Ling Xiao explicó: —Tenía un talismán espacial que permite el desplazamiento instantáneo, y parece que no era el único. Originalmente su objetivo eras tú, pero Feng Chiyun te empujó y ocupó tu lugar. Como el talismán de Yuwen Nan ya se había activado, no tuvo tiempo de atraparte a ti.
La mente de You XiaoMo se quedó en blanco. Feng Chiyun había sido capturado por salvarle. Tras dudar un momento, preguntó: —¿Feng Chiyun… morirá?
Ling Xiao comprendía su estado de ánimo: —Tranquilo. Aunque Yuwen Nan no tenga clara la relación entre Feng Chiyun y tú, el hecho de que te haya salvado indica que su relación no es común. Su objetivo sigues siendo tú, así que Feng Chiyun no corre peligro por ahora.
You XiaoMo lo miró: —¿No me estarás engañando, verdad?
La respuesta de Ling Xiao fue, primero, una sonrisa, y al mismo tiempo, su mano se deslizó detrás de él y, de forma inesperada, le dio un golpecito en la cabeza.
You XiaoMo se sujetó la cabeza con una tristeza infinita. Había estado alerta, pero aun así no pudo escapar.
Ling Xiao lo abrazó: —Pero aun así, me alegro de que no te hayan atrapado a ti. Si no, habría ido sin dudarlo al reino superior a matarlos.
You XiaoMo se conmovió. Dijo: —Sí, creo que sin duda harías eso.

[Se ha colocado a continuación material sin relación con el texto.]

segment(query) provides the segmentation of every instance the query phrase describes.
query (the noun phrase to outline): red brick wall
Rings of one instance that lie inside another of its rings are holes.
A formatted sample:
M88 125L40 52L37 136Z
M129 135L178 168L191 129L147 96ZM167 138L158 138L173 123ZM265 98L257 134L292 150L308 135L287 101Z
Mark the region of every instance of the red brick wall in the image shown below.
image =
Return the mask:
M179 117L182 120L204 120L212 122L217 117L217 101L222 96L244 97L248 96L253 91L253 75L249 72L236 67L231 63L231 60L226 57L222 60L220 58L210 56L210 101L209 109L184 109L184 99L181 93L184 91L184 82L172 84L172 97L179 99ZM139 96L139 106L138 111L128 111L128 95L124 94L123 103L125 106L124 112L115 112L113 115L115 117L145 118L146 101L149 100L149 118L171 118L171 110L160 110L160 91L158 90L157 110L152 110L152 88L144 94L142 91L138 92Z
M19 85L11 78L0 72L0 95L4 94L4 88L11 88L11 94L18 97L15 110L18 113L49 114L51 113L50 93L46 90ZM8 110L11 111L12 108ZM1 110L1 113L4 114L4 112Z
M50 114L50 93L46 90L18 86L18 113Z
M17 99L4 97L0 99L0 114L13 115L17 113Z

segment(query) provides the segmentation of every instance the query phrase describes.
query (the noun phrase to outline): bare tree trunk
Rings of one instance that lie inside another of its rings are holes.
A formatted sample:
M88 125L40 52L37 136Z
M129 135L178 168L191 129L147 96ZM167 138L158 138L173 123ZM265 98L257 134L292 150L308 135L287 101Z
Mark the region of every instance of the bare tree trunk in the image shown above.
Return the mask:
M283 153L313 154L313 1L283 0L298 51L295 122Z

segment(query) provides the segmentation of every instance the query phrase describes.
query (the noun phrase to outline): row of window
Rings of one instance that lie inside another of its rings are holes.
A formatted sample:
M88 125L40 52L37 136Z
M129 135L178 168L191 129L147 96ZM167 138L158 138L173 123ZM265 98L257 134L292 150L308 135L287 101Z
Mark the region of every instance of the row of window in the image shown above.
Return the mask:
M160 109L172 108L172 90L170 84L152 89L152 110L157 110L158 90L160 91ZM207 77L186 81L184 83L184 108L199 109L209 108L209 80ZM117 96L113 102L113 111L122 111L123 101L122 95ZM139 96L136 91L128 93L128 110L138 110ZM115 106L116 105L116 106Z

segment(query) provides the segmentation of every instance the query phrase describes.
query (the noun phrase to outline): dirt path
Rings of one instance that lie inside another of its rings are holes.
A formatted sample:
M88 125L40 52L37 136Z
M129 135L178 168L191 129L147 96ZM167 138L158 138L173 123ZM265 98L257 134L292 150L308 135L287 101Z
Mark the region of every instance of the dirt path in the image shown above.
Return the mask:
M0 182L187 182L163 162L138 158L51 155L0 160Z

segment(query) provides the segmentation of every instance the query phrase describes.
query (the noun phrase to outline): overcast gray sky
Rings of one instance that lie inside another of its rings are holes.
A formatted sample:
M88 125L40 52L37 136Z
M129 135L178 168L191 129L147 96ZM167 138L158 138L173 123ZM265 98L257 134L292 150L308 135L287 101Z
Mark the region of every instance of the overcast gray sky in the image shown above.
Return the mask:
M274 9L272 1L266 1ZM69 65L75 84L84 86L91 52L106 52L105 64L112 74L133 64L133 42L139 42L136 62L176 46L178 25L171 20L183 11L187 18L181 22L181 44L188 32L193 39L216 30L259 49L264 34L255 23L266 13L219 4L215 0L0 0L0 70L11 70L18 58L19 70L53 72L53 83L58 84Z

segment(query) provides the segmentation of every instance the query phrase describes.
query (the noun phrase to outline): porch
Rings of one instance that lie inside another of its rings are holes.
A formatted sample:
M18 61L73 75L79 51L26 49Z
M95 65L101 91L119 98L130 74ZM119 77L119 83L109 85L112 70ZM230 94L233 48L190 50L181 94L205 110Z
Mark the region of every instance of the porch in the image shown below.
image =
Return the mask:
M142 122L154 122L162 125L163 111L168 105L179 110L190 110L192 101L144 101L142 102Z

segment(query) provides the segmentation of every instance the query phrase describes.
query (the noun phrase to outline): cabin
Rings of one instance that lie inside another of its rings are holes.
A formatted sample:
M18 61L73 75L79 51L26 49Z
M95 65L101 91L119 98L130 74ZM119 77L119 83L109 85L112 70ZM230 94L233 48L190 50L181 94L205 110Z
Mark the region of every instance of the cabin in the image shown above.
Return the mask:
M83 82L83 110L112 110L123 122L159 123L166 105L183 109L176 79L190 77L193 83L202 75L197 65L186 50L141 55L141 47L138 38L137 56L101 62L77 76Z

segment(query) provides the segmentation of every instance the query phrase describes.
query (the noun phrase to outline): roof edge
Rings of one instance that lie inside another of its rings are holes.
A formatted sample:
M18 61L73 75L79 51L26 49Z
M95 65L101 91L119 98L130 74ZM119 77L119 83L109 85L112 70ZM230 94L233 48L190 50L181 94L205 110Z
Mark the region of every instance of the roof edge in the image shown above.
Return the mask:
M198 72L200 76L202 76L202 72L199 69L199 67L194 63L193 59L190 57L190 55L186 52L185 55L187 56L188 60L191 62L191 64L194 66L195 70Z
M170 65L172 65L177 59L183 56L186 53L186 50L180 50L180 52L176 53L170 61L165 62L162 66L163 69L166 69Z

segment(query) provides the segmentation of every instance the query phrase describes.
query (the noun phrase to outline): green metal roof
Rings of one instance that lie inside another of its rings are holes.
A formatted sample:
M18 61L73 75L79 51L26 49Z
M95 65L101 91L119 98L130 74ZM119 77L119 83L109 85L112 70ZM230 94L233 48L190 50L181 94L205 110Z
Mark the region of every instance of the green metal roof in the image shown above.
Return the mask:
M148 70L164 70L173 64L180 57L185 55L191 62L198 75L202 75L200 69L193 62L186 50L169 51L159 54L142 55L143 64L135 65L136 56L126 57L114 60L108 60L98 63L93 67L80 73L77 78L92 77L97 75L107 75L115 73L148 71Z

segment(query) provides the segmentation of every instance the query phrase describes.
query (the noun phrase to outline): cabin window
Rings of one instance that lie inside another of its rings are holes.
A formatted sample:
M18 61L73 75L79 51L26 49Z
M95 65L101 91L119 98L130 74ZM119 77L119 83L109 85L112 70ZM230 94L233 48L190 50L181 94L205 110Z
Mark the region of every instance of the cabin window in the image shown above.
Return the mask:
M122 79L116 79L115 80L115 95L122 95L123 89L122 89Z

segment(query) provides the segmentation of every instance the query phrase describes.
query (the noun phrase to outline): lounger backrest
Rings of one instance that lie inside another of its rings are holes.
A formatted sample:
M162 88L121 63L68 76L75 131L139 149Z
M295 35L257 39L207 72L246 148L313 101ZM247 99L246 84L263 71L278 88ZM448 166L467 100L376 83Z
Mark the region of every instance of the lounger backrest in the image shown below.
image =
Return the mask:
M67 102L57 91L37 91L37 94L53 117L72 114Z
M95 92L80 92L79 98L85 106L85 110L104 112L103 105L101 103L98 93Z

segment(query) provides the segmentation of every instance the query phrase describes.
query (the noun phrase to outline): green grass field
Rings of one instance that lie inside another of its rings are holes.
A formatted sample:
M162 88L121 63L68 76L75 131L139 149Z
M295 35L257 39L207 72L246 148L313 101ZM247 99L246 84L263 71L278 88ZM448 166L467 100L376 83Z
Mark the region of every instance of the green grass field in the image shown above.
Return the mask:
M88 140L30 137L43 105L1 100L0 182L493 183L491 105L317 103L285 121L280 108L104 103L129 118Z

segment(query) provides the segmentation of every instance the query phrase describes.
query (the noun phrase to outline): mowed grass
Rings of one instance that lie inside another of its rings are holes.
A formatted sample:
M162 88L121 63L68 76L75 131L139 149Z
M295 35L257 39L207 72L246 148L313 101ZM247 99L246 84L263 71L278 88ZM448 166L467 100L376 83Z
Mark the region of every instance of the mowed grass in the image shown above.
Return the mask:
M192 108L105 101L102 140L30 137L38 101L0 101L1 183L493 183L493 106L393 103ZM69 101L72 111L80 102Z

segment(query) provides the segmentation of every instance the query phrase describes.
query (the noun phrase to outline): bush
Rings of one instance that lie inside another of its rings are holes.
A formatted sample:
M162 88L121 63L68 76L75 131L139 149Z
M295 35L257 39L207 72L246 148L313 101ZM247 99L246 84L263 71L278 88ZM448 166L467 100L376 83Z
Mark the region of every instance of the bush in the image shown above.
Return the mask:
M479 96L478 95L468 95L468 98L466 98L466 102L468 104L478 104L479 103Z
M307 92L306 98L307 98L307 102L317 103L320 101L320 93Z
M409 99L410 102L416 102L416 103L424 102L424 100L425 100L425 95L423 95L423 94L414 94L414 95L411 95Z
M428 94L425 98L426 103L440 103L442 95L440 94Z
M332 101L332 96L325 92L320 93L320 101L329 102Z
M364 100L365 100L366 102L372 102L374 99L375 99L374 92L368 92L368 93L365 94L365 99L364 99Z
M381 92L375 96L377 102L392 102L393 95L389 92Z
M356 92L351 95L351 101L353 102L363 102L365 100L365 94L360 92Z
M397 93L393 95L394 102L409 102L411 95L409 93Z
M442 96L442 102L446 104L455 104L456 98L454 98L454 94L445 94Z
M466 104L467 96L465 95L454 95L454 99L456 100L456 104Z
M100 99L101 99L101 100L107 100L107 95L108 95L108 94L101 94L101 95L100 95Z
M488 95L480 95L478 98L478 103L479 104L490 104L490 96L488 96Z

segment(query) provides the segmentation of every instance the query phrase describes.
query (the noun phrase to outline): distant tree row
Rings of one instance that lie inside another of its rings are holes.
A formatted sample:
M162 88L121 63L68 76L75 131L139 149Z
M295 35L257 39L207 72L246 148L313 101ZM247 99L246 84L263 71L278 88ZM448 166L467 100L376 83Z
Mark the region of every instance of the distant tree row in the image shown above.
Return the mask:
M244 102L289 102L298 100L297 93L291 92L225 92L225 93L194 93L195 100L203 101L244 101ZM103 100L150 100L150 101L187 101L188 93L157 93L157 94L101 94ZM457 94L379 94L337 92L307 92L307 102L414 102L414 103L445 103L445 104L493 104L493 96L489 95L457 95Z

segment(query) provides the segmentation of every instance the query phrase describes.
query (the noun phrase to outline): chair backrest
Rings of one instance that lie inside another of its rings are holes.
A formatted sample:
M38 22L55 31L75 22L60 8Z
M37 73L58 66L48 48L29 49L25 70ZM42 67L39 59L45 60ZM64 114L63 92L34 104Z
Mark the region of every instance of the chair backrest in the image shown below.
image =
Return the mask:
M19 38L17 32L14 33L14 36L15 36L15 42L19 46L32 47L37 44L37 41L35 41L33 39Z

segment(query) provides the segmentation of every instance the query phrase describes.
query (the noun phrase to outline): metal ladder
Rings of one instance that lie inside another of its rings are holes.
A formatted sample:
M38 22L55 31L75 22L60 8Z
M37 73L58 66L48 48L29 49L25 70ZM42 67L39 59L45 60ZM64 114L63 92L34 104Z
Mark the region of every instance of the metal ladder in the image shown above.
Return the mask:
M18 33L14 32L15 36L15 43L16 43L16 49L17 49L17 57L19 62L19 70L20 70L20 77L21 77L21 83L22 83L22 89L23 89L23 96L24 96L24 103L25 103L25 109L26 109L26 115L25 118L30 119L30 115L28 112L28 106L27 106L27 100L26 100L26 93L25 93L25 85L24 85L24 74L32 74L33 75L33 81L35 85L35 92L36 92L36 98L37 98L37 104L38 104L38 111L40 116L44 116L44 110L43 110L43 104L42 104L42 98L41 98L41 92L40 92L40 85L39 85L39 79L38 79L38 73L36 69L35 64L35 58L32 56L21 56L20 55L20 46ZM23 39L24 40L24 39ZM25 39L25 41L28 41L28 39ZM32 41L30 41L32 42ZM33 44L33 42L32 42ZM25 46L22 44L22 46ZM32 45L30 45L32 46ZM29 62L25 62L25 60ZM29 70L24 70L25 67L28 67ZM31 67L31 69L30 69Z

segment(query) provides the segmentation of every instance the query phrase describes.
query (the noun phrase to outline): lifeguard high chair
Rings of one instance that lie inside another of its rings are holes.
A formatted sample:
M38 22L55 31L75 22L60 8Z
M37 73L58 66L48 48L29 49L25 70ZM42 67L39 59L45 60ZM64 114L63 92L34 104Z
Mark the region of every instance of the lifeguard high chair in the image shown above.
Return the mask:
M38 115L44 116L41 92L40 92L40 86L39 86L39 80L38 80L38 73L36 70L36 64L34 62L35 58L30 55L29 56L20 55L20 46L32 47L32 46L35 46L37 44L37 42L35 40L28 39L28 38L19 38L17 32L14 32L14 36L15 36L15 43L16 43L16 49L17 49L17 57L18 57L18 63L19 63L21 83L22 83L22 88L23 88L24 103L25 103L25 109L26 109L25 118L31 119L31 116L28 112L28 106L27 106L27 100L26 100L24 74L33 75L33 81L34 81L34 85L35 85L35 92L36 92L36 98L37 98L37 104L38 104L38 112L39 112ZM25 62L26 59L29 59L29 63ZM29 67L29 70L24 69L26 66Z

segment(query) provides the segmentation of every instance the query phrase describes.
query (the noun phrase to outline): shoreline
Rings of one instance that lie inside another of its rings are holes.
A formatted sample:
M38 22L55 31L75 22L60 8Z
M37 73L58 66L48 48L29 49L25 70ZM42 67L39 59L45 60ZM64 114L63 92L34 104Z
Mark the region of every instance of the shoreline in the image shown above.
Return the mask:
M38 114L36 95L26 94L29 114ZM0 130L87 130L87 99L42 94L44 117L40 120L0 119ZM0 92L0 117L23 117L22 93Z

Pero creo que debemos ir a rescatar a Feng Chiyun.
Ling Xiao guardó silencio un momento y dijo: —En momentos así, deberías conmoverte, lanzarte a mis brazos y darme un buen beso.
You XiaoMo: —… —La escena era muy emotiva, pero no sabía por qué, cuando Ling Xiao lo decía así, le daba la sensación de que hacerlo sería de lo más estúpido.
Mientras hablaban, el caótico combate había llegado a su fin.
Con la huida de las fuerzas principales, Qiu Ran y los demás difícilmente podían sostener la situación. Pero hubo alguno con visión de futuro, como el ancestro de la familia Teng. Este hombre, claramente miedoso, en cuanto notó que algo iba mal, huyó rápidamente. Sin embargo, a la familia Teng le sería muy difícil seguir asentada en la Ciudad Yan.
En cuanto al Hada Furong, para huir no dudó en dejarse ver. Mostró todo el torso superior desnudo, solo le faltó la parte inferior, sonrojando a todos los que presenciaron la escena. El más desafortunado fue el Tercer Anciano, que estaba luchando con ella. Furioso, no paraba de gritarle “desvergonzada”.
Pero, aunque el Hada Furong salvó la vida, su reputación esta vez quedaría completamente destruida.